There are $n$ letters addressed to $n$ different people. The $n$ addresses are typed on $n$ envelopes. A disgruntled secretary shuffles the letters and puts them in the envelopes in random order, one letter per envelope.
We are to find the probability that at least one letter is put in a correctly addressed envelope.
I tried to solve this problem in the following way:
- I calculated that there are $n!$ possibilities of inserting the letters into the envelopes.
- I thought of the envelopes as boxes. So if the letter is put in the correct box that implicates that the letter will be given to the proper person.
So now:
- imagine one person gets the right letter, that gives us: $${{n} \choose {1}} (n-1)!$$ different situations. ${n\choose1}$ because people are different,
- imagine two people get the right letter, this case leads to: $${{n} \choose {2}} (n-2)!$$ And so on...
The results above suggest that the searched probability is equal to:
$$P(A) = \frac{\sum_{k=1}^n{n\choose k}(n-k)!}{n!}$$
The answer is of course wrong.

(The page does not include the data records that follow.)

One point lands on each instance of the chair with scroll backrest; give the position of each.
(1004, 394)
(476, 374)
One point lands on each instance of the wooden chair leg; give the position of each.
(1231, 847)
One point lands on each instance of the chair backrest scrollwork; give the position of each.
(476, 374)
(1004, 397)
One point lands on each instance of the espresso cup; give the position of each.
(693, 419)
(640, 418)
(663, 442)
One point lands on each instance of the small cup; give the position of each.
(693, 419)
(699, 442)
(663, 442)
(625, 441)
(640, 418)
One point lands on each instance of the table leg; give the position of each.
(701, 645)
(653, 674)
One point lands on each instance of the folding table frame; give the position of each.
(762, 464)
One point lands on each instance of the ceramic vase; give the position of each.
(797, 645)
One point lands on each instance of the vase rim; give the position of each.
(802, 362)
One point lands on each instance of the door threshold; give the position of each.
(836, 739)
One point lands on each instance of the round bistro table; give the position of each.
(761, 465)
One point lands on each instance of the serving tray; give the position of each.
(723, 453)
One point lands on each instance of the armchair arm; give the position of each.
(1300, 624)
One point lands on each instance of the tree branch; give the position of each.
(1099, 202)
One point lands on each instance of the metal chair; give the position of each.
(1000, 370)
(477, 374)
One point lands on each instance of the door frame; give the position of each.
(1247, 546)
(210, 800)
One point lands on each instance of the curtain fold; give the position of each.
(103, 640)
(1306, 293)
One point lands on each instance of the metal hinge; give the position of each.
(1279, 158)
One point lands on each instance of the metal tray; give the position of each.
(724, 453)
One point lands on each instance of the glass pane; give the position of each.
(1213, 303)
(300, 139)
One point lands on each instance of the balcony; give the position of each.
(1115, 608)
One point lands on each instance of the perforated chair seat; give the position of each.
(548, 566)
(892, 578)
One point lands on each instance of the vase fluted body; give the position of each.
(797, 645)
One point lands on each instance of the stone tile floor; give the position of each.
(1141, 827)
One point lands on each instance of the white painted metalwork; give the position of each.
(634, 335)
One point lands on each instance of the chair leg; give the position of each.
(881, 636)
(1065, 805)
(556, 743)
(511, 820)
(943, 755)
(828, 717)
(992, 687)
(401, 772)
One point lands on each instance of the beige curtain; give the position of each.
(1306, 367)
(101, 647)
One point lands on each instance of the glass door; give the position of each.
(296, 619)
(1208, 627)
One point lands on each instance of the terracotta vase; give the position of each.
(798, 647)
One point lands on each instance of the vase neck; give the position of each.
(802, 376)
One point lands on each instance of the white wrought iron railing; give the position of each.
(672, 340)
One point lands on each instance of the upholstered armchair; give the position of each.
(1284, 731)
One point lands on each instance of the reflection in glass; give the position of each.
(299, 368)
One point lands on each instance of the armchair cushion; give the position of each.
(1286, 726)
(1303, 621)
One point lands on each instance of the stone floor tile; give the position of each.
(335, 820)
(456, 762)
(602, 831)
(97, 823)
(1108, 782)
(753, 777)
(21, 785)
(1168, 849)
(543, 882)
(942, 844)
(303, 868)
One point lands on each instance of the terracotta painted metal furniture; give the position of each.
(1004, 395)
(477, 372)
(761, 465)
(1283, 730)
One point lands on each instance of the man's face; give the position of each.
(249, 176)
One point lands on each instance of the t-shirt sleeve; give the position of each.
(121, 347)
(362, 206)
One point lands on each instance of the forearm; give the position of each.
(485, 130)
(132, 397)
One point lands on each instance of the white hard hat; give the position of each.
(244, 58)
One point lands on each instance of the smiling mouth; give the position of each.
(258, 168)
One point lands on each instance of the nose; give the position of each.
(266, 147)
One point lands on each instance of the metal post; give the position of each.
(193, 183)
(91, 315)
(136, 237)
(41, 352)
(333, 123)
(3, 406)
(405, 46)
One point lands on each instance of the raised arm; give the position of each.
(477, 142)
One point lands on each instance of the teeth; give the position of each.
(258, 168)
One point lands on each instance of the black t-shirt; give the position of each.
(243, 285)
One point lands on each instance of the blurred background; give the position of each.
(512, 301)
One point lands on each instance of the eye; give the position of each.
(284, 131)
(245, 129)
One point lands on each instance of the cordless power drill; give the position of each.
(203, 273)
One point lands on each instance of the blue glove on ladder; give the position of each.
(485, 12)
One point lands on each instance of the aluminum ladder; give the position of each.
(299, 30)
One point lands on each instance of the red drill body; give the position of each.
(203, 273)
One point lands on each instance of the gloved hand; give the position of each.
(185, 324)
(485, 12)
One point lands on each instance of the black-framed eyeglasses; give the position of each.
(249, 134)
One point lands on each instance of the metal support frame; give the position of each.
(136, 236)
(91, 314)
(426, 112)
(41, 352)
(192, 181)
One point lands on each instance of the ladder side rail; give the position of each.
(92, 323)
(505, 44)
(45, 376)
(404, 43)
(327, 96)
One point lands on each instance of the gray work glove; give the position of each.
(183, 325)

I've wondered why and I think that the problem lies in calculating the number of people who will be given the right letter, because when we imagine that one person gets the right one and we write ${n \choose 1}(n-1)!$ it doesn't mean that he or she is the ONLY person who gets the right letter, does it?
What is the right answer? Is it:
$\sum_{i=1}^n\binom{n}{i}(n-i)!(-1)^{i+1}$? If yes, why?